L’univers des investissements liés à l’IA est-il suffisamment large pour permettre le stockpicking ?
Frederic Heirebaudt : « Le problème est que même si d’autres secteurs suivront sans aucun doute, l’IA est aujourd’hui fortement concentrée dans le secteur technologique, et principalement aux États-Unis. La diversification potentielle n’est donc pas optimale. Cependant, nous constatons que le marché s’intéresse de plus en plus aux segments de niche et aux petites capitalisations dans le domaine de l’IA. D’autres secteurs commencent également à s’intéresser à l’IA, comme le secteur médical. Et si l’IA permettait de découvrir plus facilement des molécules prometteuses ? Il est également frappant de constater que les entreprises chinoises ne jouent pratiquement aucun rôle dans le domaine de l’IA. Le fait que les entreprises américaines ne soient plus autorisées à exporter des puces ultrarapides vers la Chine n’y est pas étranger. De plus, 50 % de toutes les informations disponibles sur internet sont en anglais, et seulement 4 % en chinois. Et c’est en partie précisément la possibilité d’explorer cette masse d’informations en anglais qui permet à l’IA de se développer très rapidement aux États-Unis. La grande différence de performance entre le Nasdaq américain et le Nasdaq chinois est éloquente. Il n’est dès lors pas surprenant que la Chine s’intéresse beaucoup à Taiwan Semiconductor, mais c’est un autre débat. »
Rudy De Groodt : « Ce que nous essayons de faire dans le cadre de notre approche thématique et de notre vision, c’est de rechercher des joyaux cachés de l’IA. La société belge Barco en est un bel exemple, car elle excelle dans la visualisation ou la conversion de données en images affichées sur des moniteurs en utilisant de plus en plus l’IA, notamment dans le domaine de l’imagerie médicale. Dans le reste de l’Europe, nous repérons également des entreprises qui adoptent l’IA et jouent un rôle très important, notamment dans les domaines de l’automatisation et de la robotique, comme STMicroeletronics et Infineon. »

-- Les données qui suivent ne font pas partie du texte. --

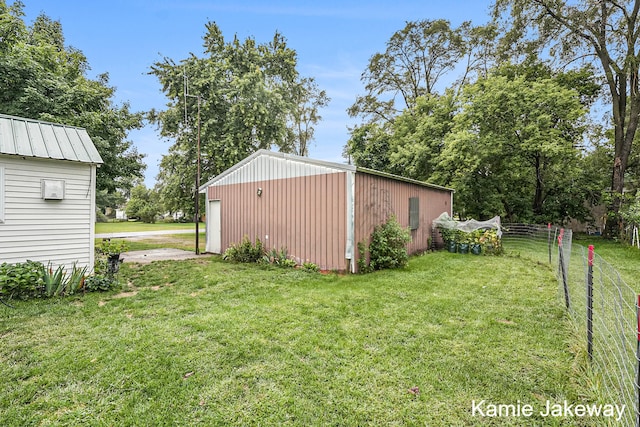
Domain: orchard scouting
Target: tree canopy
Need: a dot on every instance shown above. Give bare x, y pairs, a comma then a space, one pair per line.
604, 30
41, 78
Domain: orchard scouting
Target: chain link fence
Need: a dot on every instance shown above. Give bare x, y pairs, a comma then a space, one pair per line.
602, 306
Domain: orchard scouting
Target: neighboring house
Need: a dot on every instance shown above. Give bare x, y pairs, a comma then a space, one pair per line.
318, 210
47, 193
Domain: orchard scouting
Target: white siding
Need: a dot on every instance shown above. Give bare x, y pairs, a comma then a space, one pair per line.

Riet Vijgen : « Le centre névralgique et les plus grandes innovations se situent bien sûr dans le secteur technologique, qui alimente le moteur de la croissance de l’IA. Mais ce n’est pas tout, car les domaines d’application sont immenses. Je pense d’emblée au secteur médical et aux diagnostics, par exemple. Et chaque application peut ouvrir la porte à une autre et générer une innovation supplémentaire, créant ainsi une sorte de système en cascade. En fait, tous les secteurs sont impliqués, un à un, et soutiennent l’innovation. Même dans notre propre secteur financier, l’IA contribuera à améliorer l’efficacité et favorisera le développement d’innovations. Et bien que les Magnificent Seven se trouvent aux États-Unis, l’Europe est également le théâtre de nombreuses innovations, comme notre propre entreprise IMEC, par exemple.